If the important thing is the visual effect you replace the discrete readout with, you might come up with a visceral name like "blood barrel" (which, I have to say, is not a term I've ever heard before for the concept in the industry).
If you think the important thing is to be going for "realism" (questionable) by making it hard to tell precisely how close one is to death, you might call it a "realistic" health system.
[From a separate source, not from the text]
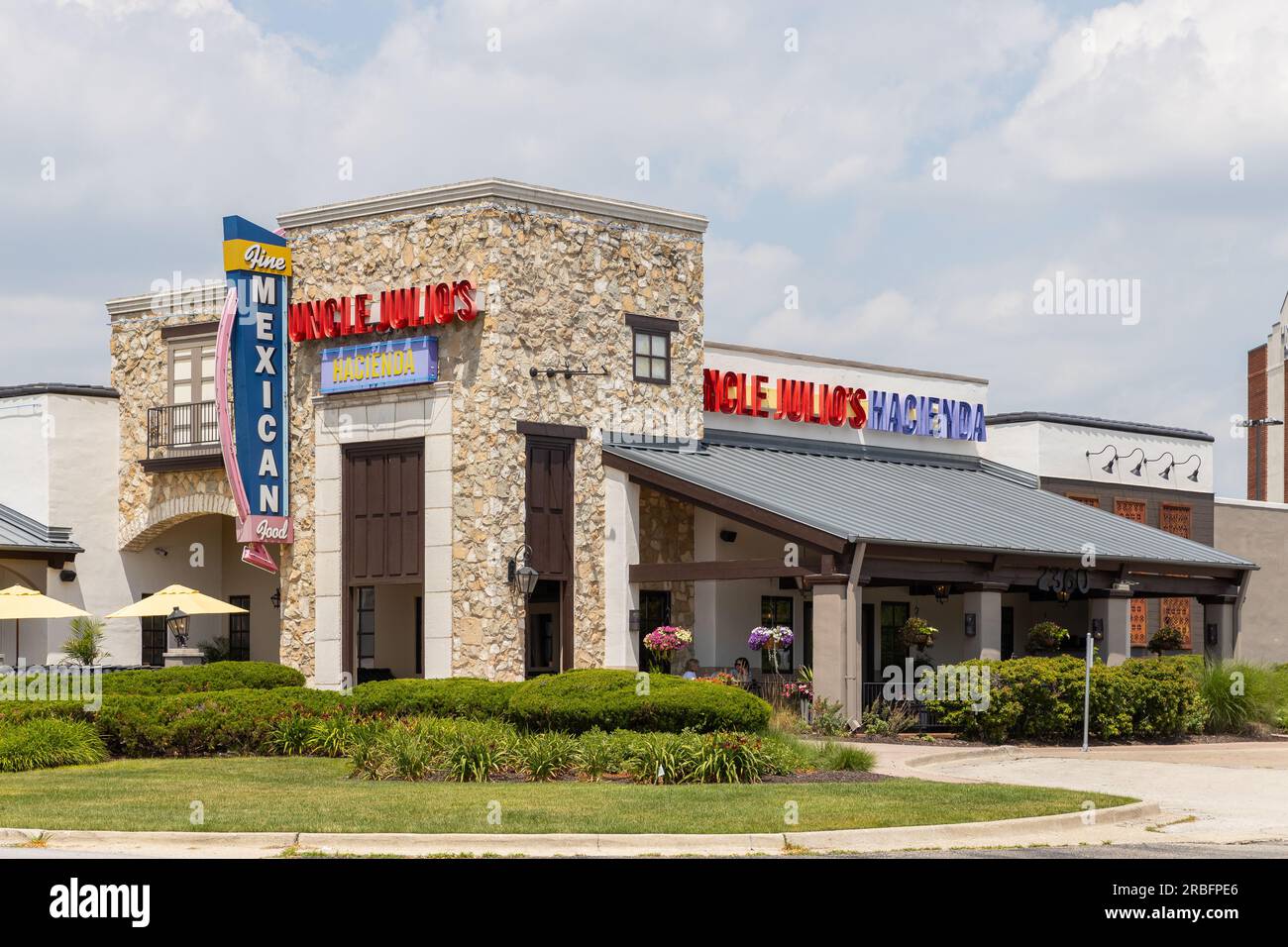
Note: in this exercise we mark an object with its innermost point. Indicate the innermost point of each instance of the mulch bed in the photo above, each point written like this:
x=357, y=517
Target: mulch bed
x=829, y=776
Generally the importance is probably with the "no UI" aspect, so you'll most often find variations on that theme. "Distraction-free," "in-world," "UI-less," "immersive" (also questionable, as your eyes are not a camera lens as they are in that screenshot). And so on.
To address some comments:
Isn't the most important aspect of this system the fact that there are
no medkits or health packs to pick up?
Based on the original text of the question, no, because a system where health can't be restored by consumables is orthogonal from one where the feedback about your current health state is communicated without discrete bars or graphs, as in the screenshot and descriptions posted by the OP.
this type of health system is well (perhaps even universally) known
as "regenerating health".
Yes, a system where your health regenerates is fairly universally known as a "regenerating health" system, but that doesn't appear to be what the asker is talking about. The description and screenshot illustrates the mechanic where blood smears (or similar fuzzy metrics) convey how close the player is to death, and don't speak of regeneration specifically (just healing, which is more general).